J2EE: Is the widely used programming language for web based applications. We are transferring the captured image from mobile to server by internet through java server page.
Android: Is a programming language used for mobile based applications.
Tomcat Server: Is a web container where we are running our application.
Network: Application depends on internet and Bluetooth.
Operating System: Android Operating system 2.2 or higher version is needed.
Text to speech: Used to convert the text to voice. Actually it is an inbuilt application in android Mobiles. Whenever the robot gets the instruction from the server the robot will Speak up the current location of the robot and will further navigate.
-
-
APPLICATIONS
Automatic license plate recognition: OCR robot can be used in automatic number plate recognition. Once the number plate image has been captured, robot applies OCR to recognize the number plate.
Automated guided vehicles: OCR robot can be used as a automated guided vehicle with readable capacity.
Librarian robot: Once the navigation system guides the robot to the correct bookshelf, a scanning strategy is followed by OCR technique to recognize the correct book.

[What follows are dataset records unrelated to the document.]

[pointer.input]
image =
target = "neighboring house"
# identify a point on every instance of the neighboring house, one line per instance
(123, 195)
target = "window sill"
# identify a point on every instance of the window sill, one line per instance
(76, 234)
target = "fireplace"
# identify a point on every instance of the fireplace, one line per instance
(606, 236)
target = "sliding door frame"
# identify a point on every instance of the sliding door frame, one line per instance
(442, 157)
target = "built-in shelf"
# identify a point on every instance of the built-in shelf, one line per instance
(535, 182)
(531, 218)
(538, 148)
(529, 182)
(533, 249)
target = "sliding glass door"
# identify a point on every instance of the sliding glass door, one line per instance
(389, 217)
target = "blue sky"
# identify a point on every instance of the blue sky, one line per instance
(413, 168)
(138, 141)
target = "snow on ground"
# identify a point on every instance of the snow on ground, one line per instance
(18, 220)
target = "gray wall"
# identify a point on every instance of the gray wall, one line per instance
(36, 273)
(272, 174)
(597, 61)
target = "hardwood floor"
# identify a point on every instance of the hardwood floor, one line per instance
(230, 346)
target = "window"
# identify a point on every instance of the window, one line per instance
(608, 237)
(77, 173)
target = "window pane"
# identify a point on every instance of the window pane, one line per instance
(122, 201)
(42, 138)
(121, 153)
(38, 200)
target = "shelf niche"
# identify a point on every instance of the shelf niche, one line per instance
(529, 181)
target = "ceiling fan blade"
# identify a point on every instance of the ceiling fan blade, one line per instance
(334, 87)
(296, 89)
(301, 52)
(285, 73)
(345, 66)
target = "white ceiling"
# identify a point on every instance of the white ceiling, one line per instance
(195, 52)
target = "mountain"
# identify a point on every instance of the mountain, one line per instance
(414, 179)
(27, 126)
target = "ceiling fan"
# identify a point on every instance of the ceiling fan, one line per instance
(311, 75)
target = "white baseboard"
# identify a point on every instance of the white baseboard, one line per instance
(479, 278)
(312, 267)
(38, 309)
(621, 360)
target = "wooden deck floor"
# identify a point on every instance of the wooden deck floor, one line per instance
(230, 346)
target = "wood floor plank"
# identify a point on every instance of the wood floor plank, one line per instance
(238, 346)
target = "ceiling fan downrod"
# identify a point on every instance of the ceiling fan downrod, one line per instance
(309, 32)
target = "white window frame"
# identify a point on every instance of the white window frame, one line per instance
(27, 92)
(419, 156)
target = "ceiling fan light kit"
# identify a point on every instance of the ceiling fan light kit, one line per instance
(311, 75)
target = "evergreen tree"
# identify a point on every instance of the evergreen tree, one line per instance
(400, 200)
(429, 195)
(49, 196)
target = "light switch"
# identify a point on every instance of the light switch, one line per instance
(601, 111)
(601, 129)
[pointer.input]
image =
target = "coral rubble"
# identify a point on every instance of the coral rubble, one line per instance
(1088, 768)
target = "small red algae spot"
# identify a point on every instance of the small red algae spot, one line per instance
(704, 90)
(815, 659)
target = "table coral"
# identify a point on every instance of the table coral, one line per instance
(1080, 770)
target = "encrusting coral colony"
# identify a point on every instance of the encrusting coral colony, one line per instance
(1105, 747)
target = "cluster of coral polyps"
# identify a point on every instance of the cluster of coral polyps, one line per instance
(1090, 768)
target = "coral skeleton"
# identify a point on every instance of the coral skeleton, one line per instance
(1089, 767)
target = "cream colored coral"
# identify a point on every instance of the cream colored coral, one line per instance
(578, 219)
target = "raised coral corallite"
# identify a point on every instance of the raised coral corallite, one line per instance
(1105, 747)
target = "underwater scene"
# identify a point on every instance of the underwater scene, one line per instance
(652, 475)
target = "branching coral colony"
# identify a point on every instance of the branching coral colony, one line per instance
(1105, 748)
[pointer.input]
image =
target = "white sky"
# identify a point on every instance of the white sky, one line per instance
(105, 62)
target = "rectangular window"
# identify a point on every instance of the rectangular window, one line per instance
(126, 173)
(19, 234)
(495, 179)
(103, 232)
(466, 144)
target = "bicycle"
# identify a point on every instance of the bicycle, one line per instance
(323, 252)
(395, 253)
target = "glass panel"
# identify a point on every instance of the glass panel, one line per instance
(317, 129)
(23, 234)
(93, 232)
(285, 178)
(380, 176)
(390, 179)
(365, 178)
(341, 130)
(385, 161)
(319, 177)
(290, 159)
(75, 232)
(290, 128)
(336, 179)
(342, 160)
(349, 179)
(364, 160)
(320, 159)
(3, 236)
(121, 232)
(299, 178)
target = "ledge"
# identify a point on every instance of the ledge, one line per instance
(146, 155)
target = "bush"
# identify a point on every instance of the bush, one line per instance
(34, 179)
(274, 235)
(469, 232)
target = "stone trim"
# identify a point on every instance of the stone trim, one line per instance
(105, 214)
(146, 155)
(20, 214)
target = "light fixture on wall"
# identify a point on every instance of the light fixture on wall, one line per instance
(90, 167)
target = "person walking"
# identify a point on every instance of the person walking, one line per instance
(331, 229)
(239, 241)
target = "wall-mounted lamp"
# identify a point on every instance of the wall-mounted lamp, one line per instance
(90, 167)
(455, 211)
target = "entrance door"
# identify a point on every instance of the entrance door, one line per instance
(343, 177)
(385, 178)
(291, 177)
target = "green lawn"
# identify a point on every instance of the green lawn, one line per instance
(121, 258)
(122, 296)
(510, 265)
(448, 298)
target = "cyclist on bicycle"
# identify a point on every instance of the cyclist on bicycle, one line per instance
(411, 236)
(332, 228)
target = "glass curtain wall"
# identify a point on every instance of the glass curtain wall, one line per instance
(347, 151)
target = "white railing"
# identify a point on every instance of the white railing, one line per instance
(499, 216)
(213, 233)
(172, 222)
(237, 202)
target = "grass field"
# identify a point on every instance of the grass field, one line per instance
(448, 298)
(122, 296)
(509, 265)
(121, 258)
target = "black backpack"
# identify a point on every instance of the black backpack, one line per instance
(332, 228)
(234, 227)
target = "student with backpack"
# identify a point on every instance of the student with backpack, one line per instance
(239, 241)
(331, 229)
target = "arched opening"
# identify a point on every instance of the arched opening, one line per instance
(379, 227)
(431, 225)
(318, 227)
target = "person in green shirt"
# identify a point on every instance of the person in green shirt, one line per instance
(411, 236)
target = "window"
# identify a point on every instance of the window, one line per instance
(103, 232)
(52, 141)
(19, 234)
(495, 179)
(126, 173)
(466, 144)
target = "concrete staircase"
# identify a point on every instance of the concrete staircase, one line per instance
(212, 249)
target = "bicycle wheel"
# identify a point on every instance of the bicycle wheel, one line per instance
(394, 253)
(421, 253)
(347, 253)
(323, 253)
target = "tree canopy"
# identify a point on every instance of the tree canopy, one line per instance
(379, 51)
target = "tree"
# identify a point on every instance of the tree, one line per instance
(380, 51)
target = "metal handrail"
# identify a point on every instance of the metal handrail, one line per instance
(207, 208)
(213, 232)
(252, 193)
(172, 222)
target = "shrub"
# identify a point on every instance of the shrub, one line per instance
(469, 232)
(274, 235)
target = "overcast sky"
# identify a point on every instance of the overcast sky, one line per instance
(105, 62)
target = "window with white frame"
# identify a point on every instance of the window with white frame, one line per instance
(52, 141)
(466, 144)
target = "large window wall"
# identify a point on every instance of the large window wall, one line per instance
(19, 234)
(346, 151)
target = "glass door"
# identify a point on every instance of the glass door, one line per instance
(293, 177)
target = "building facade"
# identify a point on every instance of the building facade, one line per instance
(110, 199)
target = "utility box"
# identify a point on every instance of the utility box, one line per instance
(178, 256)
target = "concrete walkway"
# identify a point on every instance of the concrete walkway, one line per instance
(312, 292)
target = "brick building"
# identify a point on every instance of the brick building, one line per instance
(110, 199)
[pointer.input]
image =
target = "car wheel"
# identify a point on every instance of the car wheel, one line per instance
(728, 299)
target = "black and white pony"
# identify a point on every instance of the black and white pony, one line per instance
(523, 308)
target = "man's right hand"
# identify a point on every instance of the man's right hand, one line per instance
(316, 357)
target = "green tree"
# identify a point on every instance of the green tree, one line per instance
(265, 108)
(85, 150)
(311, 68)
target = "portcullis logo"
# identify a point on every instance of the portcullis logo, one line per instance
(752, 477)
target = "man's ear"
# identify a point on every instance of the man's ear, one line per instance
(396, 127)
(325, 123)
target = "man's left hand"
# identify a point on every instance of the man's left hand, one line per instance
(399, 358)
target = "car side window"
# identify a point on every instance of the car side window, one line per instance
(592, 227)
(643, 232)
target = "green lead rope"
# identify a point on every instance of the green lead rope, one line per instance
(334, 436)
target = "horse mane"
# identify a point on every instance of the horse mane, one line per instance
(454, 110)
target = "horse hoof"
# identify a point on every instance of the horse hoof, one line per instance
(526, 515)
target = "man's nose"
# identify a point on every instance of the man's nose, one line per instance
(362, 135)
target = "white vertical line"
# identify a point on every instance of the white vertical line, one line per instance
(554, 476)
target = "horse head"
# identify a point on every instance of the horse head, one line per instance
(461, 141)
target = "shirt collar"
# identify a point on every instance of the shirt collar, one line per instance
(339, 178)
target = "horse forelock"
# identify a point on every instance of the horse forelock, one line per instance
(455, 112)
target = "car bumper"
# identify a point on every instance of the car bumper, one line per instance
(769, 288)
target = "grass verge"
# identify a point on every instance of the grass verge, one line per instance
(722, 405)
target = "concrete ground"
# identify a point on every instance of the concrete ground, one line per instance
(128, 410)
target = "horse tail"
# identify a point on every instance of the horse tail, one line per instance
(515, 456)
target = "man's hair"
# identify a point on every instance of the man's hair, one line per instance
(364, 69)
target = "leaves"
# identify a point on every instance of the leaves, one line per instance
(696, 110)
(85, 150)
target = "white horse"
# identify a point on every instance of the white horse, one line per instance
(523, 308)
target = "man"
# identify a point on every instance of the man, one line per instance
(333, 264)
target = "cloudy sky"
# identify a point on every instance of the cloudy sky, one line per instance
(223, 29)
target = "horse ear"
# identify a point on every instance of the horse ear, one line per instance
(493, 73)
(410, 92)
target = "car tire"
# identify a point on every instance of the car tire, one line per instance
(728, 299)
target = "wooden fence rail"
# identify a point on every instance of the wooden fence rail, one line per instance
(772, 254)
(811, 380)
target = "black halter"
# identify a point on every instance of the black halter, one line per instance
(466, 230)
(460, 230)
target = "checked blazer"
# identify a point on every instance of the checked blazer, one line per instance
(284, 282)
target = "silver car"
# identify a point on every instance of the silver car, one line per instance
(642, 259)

Navigation of places with fixed boundary: The OCR robot can be used to navigate the places with fixed boundary like Zoo, Military basis. The robot can also be used for the navigation of indoor facilities like office, school, Hostel etc.
-
EXPERIMENTS AND RESULTS
The signboard is designed such that the robot can perform key functions: the signboard detection, identification. The signboard used is standardized by black colour characters with character size from 38 to 48.The characters are written in Ariel style. Few sample signboards are shown below.
Fig 4.1 Few sample signboards
When the robot meets all the standard conditions, it will give fare results.
The apache web container is running in the server as and when it receives the image applies OCR and sends the instruction to the robot to navigate.
Fig 4.2 Side view of the robot
Fig 4.3 Top view of the robot
-
CONCLUSION
The character recognition process has started from Taushecks patent Reading machine and has evolved as the technology has developed but still optical character recognition is an inexact science and demands some standardization. In future, OCR technology can be further improved so that the characters can be detected without standardization.
The project work demonstrates that it is possible for mobile robots to read signboard autonomously and hence carry out the navigation process, using characters and symbols on the signboard. A neural network trained to identify characters to take into consideration the various viewpoints possible. This is surely a nice starting point to increase the reading capabilities of mobile robot.
Future scope
Optical character recognition technology can be still developed to recognize the characters of nonstandard size and in uncontrolled conditions will solve difficulties in detecting and reading text accurately.
The main future work in land mark recognition involves:
-
Using a better OCR technique to recognize the extracted text from landmarks.
-
Applying an affine rectification to correct the perspective distortion caused by a camera view angle in order to increase the text recognition rate.
REFERENCES
-
S. Mori, C. Y. Suen, and K. Yanamoto, Historical review of OCR research and Development, Proceedings of the IEEE, Vol.80, pp.1029-1058, July 1992
-
Alberto Elfes, Using occupancy grids for Mobile robot perception and navigation 0018-9162/89/0600- 0046$01, 1989 IEEE.
-
Dominic L, Francoise M,JM Valin, Catherine P, Making a mobile robot read textual Messages, 0- 7803-7952-07/03/$17 2003 IEEE.
-
N.Vishvanath, S.Somasundaram,NIshad A.N Krishnan, Indian licence plate character Recognition using Kohonen neural network , 978-1-4673-1344- 5/12/$31 2012 IEEE.
-
J. Heaton, Introduction to Neural Network in Java, H.R publications, 2002.
-
VIshvas M, Arjun M M, Dinesh R, Hand Written kannada character recognition based On Kohonen neural network, 978-1-4673- 0255-5-$31,2012 IEEE.